Bis im Herbst wollen Vorarlberg und Tirol über die weitere Vorgangsweise entscheiden. Landesrätin Greti Schmid schickt voraus: „Es soll erforscht werden, wie es zu dieser Gewaltdynamik kommen konnte. Die Aufarbeitung soll den Blick für die Gegenwart schärfen.
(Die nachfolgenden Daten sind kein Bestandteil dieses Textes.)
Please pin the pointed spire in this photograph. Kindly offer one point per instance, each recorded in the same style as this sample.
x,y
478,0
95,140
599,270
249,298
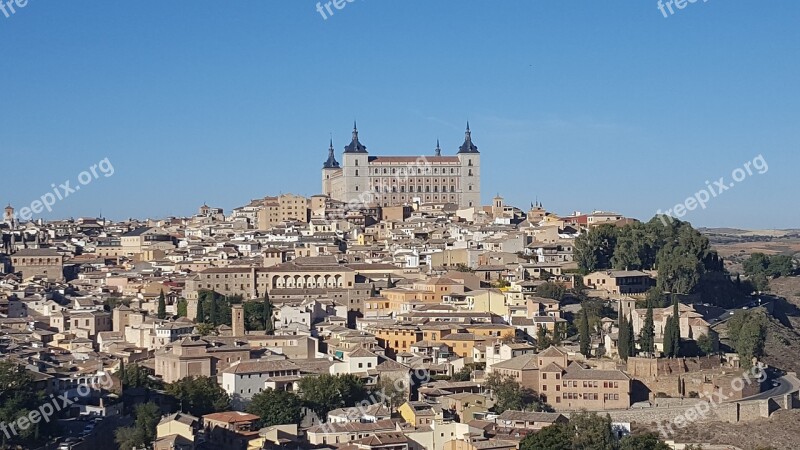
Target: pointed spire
x,y
331,163
468,146
355,146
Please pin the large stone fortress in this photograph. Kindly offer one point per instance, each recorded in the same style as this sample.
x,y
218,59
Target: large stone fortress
x,y
398,180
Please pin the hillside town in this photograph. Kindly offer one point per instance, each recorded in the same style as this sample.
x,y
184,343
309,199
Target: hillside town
x,y
409,318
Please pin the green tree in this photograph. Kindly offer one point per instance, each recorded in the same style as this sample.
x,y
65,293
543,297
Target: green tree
x,y
143,431
135,376
551,290
395,393
631,337
128,438
668,337
747,331
269,325
213,314
624,339
201,314
325,392
595,249
583,333
559,333
253,316
276,407
708,344
19,396
199,395
646,441
543,340
676,329
509,395
147,417
592,432
553,437
464,374
162,306
648,333
182,308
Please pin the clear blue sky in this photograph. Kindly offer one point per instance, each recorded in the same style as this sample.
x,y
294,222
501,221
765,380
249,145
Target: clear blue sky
x,y
585,105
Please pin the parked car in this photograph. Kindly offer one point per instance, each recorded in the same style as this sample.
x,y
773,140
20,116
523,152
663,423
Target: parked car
x,y
69,443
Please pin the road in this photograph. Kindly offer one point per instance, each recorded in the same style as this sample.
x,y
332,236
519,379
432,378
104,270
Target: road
x,y
785,386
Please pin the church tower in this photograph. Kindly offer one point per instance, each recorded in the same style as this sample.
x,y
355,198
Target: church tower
x,y
470,180
355,168
329,169
8,215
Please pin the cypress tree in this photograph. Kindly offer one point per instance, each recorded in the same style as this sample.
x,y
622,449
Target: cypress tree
x,y
583,331
268,325
676,329
624,339
201,315
162,306
631,338
213,314
668,342
648,331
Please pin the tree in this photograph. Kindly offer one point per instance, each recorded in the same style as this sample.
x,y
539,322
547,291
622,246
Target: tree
x,y
213,314
708,344
394,392
543,341
583,331
554,437
648,334
162,306
464,374
269,325
668,340
631,337
147,417
325,392
254,316
646,441
551,290
182,307
128,438
199,395
624,339
676,329
592,431
135,376
509,395
276,407
143,431
558,333
201,315
595,249
19,396
747,331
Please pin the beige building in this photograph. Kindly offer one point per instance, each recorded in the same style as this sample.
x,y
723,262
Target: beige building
x,y
254,282
397,180
570,386
272,211
619,281
199,357
38,262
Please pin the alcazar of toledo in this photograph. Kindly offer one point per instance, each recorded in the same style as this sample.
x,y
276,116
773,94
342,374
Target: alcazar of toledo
x,y
397,180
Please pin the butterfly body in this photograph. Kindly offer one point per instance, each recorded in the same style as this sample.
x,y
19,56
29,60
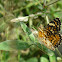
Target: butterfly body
x,y
50,36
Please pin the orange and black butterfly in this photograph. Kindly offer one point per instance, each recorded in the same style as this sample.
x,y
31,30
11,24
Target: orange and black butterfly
x,y
50,36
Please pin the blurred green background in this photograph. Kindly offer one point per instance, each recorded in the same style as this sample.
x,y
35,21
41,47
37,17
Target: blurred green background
x,y
19,22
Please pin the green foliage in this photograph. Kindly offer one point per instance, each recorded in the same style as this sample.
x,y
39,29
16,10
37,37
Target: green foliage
x,y
19,20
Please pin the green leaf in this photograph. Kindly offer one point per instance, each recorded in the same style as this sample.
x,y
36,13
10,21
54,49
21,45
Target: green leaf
x,y
43,59
11,45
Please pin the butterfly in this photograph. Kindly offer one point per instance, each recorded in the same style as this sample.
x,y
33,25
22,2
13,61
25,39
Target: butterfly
x,y
49,36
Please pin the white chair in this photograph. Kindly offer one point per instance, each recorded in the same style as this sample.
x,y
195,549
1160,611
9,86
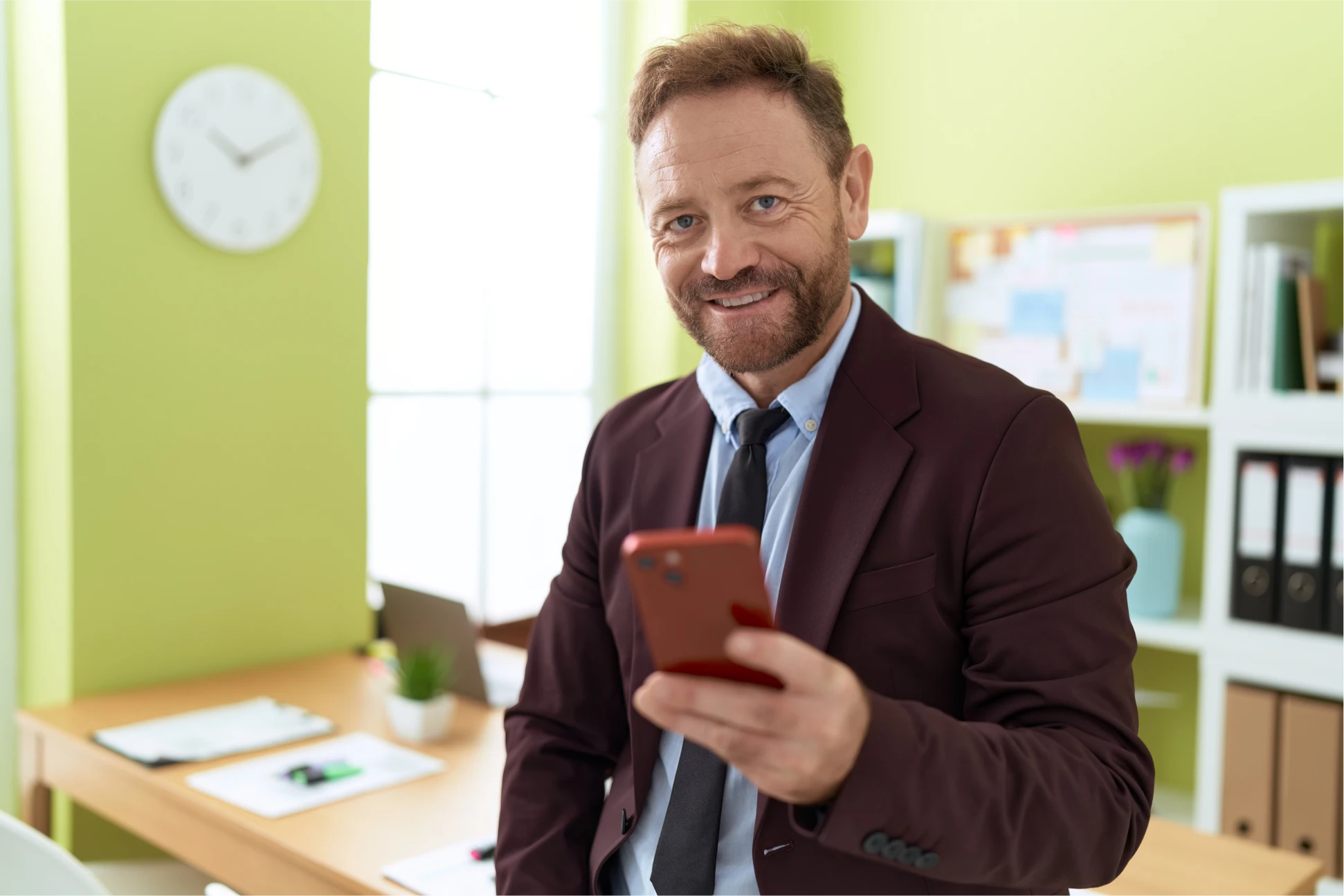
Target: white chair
x,y
34,864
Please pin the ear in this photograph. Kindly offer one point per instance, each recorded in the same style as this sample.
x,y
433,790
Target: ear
x,y
854,191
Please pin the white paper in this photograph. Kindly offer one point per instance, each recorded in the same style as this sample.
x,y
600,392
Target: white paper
x,y
1058,304
1260,504
446,872
261,786
210,734
1304,515
502,668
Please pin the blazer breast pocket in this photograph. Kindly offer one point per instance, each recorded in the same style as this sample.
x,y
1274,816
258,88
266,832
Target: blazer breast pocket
x,y
890,583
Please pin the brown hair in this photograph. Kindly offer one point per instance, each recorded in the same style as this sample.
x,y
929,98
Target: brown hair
x,y
727,55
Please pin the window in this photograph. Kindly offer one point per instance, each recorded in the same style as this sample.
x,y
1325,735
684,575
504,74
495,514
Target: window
x,y
486,184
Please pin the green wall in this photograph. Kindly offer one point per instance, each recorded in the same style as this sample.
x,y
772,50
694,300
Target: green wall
x,y
990,108
984,108
192,422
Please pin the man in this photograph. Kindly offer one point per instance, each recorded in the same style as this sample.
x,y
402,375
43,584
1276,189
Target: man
x,y
959,708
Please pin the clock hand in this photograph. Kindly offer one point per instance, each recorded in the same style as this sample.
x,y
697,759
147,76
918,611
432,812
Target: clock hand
x,y
226,147
269,147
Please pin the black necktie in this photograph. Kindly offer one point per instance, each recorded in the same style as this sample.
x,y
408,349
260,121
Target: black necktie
x,y
689,845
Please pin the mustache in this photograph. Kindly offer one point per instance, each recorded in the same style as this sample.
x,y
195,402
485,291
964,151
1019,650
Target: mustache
x,y
753,278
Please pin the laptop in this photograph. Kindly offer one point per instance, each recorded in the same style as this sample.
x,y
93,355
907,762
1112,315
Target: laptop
x,y
418,620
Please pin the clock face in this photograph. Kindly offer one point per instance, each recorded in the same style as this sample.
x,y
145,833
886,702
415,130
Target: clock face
x,y
237,159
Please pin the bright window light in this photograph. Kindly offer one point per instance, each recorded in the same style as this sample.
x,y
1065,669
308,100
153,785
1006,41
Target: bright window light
x,y
486,165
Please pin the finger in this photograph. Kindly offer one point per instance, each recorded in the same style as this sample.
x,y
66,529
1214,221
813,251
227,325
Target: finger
x,y
797,664
742,706
750,751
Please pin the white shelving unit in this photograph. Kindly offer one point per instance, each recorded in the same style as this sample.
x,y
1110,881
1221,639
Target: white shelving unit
x,y
1309,423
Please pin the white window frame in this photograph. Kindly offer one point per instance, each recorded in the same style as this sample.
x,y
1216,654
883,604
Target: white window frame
x,y
602,390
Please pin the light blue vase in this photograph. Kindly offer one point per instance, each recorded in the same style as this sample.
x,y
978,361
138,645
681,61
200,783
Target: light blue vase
x,y
1158,542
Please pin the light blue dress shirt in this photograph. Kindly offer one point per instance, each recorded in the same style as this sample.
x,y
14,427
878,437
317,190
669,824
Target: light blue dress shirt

So etwas darf nie mehr passieren.“ Dass Jugendliche und Kinder seelische, physische und sexuelle Gewalt erleiden mussten, sei traurig und beschämend. „Ich kann nur nochmals um Verzeihung bitten, für das, was sie vor 1990 erleiden mussten“, sagt Schmid.
“Gnadenloses Regime”
Auch Kinder- und Jugendanwalt Michael Rauch spricht von einem „gnadenlosen Regime“, dem Heimkinder ausgeliefert waren. „Durch alle Berichte der Opfer zieht sich wie ein roter Faden, dass Entscheidungen willkürlich getroffen wurden, oft ohne Mitsprache der Eltern. Es gab keine Beschwerdemöglichkeit für Betroffene, dafür gröbste Kontrollmängel.“ Kinder wurden vor den angekündigten Kontrollen vom Amt eingeschüchtert oder teilweise versteckt. Wichtig sei nun, dass die Betroffenen in die historische Aufarbeitung einbezogen werden und dass Opfern endlich Glauben geschenkt werde.
Über eine Million Euro bezahlt
Dass eine Aufarbeitung bitter nötig ist, belegen auch die jüngsten Zahlen der Vorarlberger Opferschutzkommission: 185 Betroffene haben sich bereits gemeldet, 1.076.000 Euro Entschädigungen wurden vom Land ausbezahlt. Erst im Juni empfahl die Kommission der Landesregierung Zahlungen in der Höhe von 54.000 Euro an weitere neun Betroffene.